The Congress’ International Relations Committee passed the Budapest Convention on Cybercrime. This Convention is the first international treaty to deal with the definition of crimes executed through computer networks, and allows signatory countries to share information on cybercrime. The bill could be debated and voted on the floor next week. In the event that the House passes the initiative on the floor, the agreement will be sent to the Executive for promulgation.
Key features of the Convention:
- Typification of crimes of access, interception and illegitimate interference to computer systems and data. The agreement urges States to pass legislation that establishes in their domestic law crimes of access, interception and deliberate and illegitimate interference of a computer system and data.

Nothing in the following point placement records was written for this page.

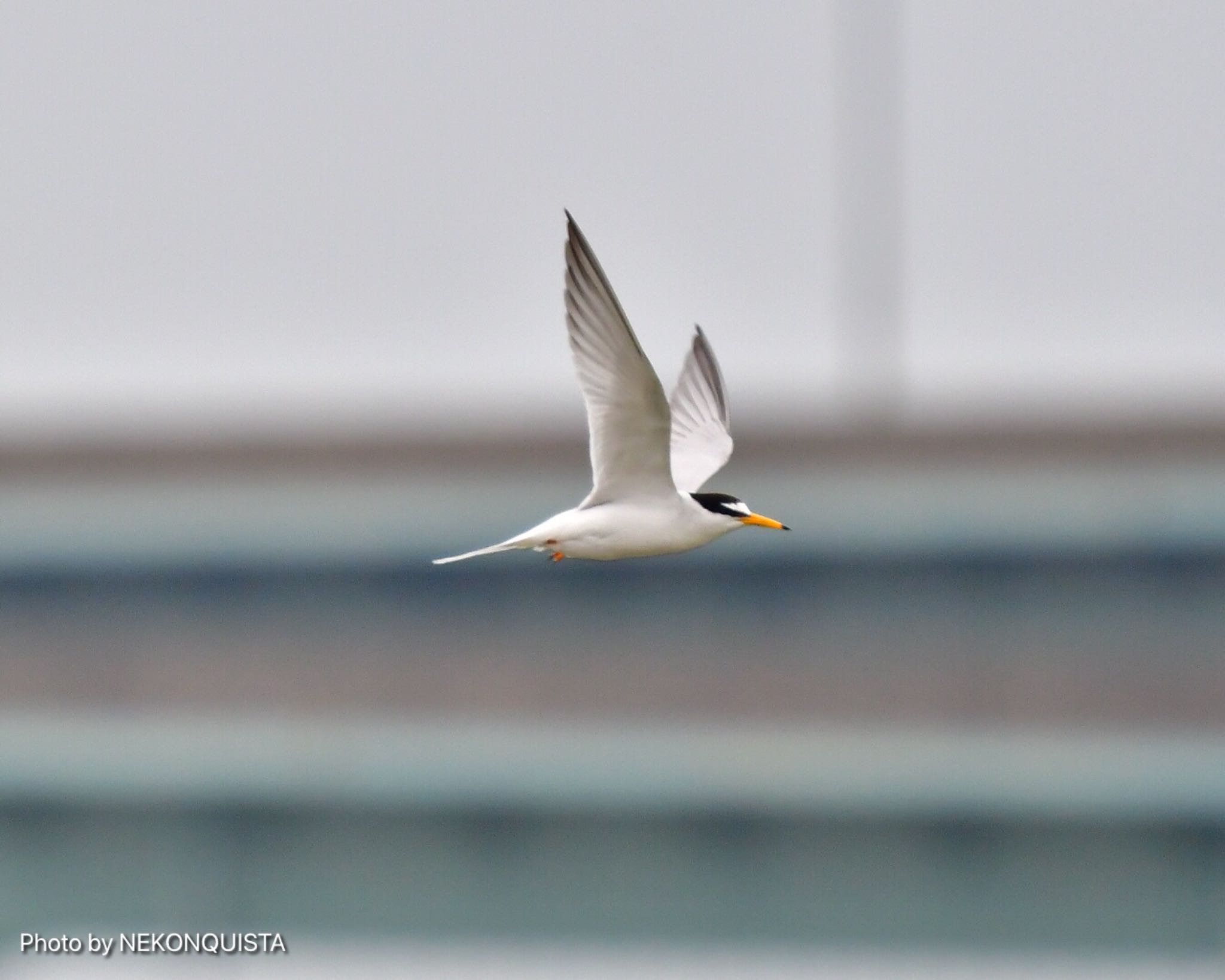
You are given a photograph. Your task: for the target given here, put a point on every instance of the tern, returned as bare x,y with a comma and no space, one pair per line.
650,456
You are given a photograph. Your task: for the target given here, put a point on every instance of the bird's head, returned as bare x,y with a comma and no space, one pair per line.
724,505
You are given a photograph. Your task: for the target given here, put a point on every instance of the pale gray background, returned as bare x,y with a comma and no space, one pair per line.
259,216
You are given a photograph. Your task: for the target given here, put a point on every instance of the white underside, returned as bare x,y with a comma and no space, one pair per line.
620,529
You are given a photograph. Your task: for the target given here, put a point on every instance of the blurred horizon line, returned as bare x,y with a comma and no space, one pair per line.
391,446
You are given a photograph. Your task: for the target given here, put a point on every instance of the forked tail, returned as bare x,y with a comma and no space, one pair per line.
493,549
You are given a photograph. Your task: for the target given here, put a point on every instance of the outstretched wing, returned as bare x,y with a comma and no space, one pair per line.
701,425
627,415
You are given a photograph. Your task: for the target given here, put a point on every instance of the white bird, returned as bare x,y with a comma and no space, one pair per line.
650,457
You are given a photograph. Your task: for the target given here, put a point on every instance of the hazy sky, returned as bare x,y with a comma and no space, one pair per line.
258,215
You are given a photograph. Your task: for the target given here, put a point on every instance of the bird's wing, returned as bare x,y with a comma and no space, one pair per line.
701,425
627,413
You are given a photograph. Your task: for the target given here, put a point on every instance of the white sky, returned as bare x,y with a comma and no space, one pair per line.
258,215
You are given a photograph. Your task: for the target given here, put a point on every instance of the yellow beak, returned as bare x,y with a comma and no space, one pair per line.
763,522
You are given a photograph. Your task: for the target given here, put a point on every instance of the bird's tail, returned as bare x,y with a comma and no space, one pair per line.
493,549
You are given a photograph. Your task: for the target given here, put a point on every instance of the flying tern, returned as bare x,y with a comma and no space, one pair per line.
650,456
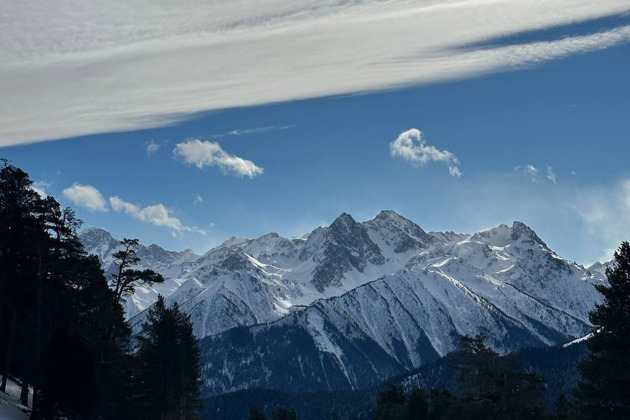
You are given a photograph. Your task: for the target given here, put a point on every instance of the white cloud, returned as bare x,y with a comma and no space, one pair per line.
207,153
156,214
245,131
83,59
551,175
152,147
86,196
530,170
40,188
411,145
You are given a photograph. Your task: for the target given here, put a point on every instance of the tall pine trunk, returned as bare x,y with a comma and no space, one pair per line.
7,355
24,394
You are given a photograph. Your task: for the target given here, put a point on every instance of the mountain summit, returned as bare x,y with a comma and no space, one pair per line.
356,302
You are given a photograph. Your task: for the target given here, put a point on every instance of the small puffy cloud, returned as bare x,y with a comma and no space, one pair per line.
156,214
207,153
551,175
152,147
86,196
40,188
411,146
528,169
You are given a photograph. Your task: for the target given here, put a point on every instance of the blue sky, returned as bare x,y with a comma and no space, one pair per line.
546,143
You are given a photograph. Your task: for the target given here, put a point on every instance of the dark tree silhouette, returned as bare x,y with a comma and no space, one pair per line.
125,281
604,392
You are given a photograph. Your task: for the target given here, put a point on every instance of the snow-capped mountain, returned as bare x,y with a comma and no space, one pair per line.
504,282
168,263
246,282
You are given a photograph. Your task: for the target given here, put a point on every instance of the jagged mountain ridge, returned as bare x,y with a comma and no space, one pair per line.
354,303
244,282
504,282
170,264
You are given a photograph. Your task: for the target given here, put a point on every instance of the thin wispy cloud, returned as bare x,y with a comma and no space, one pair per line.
207,153
245,131
605,215
529,170
83,62
157,214
412,146
85,195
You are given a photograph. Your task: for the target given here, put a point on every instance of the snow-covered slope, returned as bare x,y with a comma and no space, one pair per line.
168,263
504,282
353,303
246,282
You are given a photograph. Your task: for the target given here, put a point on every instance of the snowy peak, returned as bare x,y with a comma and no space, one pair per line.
504,235
340,248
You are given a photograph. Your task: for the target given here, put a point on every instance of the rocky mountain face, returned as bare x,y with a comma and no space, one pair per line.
168,263
354,303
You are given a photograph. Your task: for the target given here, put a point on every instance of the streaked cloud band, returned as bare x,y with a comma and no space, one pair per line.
141,64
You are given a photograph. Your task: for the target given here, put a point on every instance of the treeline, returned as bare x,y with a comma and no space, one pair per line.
490,387
62,327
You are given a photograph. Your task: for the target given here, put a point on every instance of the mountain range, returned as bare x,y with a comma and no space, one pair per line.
354,303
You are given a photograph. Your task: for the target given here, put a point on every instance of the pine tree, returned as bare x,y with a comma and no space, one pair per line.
125,281
392,404
169,372
255,414
283,414
55,306
604,392
491,387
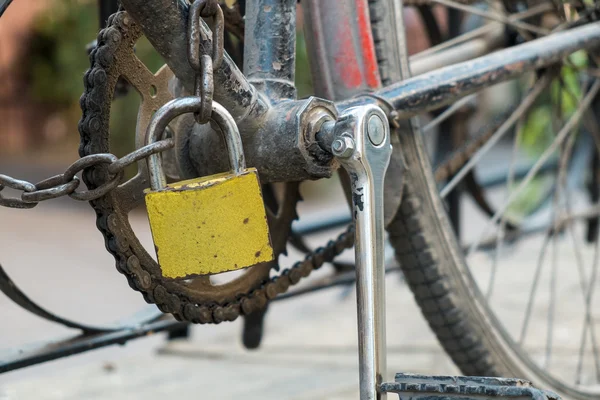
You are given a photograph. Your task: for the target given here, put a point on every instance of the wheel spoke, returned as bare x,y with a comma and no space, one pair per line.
480,31
493,16
560,137
534,285
529,100
502,226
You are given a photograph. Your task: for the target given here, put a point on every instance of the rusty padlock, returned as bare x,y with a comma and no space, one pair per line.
211,224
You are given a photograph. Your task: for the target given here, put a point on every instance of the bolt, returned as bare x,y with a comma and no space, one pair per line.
343,147
376,130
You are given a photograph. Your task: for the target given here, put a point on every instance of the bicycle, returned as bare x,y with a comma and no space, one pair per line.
527,40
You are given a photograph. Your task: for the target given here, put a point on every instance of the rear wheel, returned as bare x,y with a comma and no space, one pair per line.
545,335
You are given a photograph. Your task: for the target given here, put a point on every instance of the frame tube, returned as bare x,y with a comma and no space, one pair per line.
270,47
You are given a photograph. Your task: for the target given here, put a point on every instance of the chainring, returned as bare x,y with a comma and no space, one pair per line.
198,299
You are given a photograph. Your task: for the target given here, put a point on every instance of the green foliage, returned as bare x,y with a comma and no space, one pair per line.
303,77
565,94
56,60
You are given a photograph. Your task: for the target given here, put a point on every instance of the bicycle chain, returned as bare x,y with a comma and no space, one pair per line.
140,279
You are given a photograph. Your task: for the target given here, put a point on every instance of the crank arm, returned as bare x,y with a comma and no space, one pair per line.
362,146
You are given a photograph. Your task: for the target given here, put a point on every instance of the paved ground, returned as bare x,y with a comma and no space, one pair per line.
57,255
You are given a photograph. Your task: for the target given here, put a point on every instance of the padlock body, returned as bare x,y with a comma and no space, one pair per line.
209,225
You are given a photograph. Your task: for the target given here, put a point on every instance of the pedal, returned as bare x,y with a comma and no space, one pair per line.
415,387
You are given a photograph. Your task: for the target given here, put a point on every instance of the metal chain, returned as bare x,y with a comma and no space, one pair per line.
199,58
66,184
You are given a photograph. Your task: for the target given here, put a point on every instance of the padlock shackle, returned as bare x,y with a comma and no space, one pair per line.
184,105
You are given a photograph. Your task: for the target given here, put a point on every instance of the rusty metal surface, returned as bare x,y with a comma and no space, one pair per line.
413,386
199,300
443,86
165,23
270,47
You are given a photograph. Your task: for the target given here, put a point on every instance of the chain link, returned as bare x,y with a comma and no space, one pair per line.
66,184
200,60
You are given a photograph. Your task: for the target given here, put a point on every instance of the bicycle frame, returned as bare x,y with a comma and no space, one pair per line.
257,102
257,97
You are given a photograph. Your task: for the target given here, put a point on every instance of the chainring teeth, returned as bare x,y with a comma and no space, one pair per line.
99,86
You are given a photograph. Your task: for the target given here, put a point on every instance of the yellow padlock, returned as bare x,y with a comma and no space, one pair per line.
211,224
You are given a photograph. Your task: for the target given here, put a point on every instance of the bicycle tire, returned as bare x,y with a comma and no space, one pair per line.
437,273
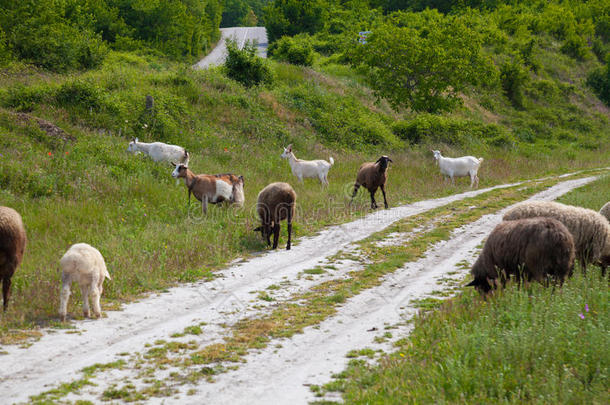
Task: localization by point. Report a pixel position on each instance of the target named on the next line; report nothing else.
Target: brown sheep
(590, 230)
(373, 176)
(211, 188)
(12, 247)
(275, 203)
(533, 248)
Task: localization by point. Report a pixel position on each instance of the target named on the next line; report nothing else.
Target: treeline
(423, 59)
(60, 35)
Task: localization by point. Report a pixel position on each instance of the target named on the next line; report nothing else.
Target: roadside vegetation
(65, 126)
(531, 345)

- Forgery and computer fraud. States must pass legislation that establishes in their domestic legal framework, crimes of alteration, deletion, removal or entering of data, which may lead to false data. It also includes deliberate and illegitimate actions that harm somebody’s property by modifying, deleting, removing or entering data or interfering in a computer system, with the intention of illegitimately obtain an economic benefit for oneself or for somebody else.
- Liability of legal people. Every State must pass legislation and take any necessary measure to make legal people liable for the crimes mentioned in the Convention.
- Request of data stored by service providers: Grants powers to the competent authorities, so that they can request service providers and other individuals to deliver stored data in their possession.